Two months into this year, I was well ahead of my usual reading schedule, but had hardly read any books by women.* I had read 11 books in 2019, but only one by a woman when I started The Time of the Doves on February 27. So, with Women's History Month around the corner, I decided to observe it by reading only books by women in March. I have now finished two, in addition to The Time of the Doves.
I can't remember who recommended The Rules of Magic, but I think it came some time ago from someone on Twitter (as a general recommendation, not for me personally). For some reason that's hard to pinpoint, I feel like this book isn't my usual fare, but I found it thoroughly enjoyable and totally absorbing on my subway commute - always a good thing. I even found myself looking to see if "Practical Magic" was streaming on any of my services (it was not). Maybe I should read the book?

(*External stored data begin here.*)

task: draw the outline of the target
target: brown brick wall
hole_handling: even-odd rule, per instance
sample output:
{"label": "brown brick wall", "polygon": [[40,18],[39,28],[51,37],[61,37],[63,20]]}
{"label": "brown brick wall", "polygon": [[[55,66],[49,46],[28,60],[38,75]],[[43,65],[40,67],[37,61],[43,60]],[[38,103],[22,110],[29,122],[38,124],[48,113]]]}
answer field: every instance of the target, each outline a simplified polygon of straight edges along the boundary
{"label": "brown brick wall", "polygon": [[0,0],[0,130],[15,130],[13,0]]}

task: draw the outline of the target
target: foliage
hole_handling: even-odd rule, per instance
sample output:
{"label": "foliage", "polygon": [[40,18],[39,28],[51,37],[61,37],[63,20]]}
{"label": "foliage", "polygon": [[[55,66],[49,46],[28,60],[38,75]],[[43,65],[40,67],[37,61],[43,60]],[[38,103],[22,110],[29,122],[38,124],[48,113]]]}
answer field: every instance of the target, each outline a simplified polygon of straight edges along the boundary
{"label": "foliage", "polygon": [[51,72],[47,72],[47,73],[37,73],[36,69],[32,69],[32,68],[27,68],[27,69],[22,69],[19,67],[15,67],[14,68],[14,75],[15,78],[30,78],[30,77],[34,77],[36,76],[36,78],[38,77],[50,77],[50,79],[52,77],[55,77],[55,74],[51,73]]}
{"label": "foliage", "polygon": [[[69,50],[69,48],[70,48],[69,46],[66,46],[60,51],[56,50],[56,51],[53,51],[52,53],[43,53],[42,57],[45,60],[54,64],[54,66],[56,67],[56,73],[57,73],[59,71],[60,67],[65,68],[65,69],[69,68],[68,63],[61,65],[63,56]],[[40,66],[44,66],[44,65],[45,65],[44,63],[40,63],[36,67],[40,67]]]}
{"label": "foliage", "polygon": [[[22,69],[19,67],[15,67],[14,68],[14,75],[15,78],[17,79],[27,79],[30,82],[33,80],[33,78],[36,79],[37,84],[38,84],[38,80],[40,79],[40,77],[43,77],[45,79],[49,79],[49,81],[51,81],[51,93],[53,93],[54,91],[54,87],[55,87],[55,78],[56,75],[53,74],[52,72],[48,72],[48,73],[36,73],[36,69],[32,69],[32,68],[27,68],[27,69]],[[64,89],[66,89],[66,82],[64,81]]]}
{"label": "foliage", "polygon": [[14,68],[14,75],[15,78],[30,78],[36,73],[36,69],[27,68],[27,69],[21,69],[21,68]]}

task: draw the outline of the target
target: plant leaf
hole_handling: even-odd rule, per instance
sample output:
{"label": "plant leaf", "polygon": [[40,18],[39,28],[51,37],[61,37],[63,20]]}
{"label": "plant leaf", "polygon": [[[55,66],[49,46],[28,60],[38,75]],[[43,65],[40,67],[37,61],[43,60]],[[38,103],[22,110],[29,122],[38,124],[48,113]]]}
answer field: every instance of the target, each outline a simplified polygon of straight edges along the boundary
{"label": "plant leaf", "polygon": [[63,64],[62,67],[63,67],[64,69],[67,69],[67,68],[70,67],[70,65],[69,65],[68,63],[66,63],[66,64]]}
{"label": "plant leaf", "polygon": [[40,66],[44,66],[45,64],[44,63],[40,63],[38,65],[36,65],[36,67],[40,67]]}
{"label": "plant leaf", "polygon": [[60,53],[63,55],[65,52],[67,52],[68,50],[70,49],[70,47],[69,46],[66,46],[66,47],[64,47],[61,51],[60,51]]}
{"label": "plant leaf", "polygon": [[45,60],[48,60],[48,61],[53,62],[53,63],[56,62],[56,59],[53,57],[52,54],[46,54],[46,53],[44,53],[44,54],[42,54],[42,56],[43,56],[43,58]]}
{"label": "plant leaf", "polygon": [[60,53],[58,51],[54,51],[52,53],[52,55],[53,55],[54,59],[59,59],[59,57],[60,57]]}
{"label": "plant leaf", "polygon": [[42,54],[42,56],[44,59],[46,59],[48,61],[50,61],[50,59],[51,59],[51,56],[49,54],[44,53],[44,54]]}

Next I read The Fifth Child by Doris Lessing, which is really almost a novella rather than a novel in length. I had not read Doris Lessing before and I picked up this book at some point because it was slim and seemed more approachable than The Golden Notebook. The Fifth Child is a strange book. In some ways it feels dated - the central characters are already anachronistic in the book's own present, which spans from the mid 1960s to the 1980s (coincidentally, roughly the same time-frame spanned in The Rules of Magic). In other ways, some of the issues it confronts seem very relevant still today. Something about the pressure we put on mothers and the way they are held responsible for their children felt present and urgent to me, particularly the interactions between the book's mother and the medical establishment. The Fifth Child made me uncomfortable, and I suppose that's what it intended to do.
*With the caveat, which I started a post on some time ago but have not yet finished writing, that I've read several books that were translated by women this year.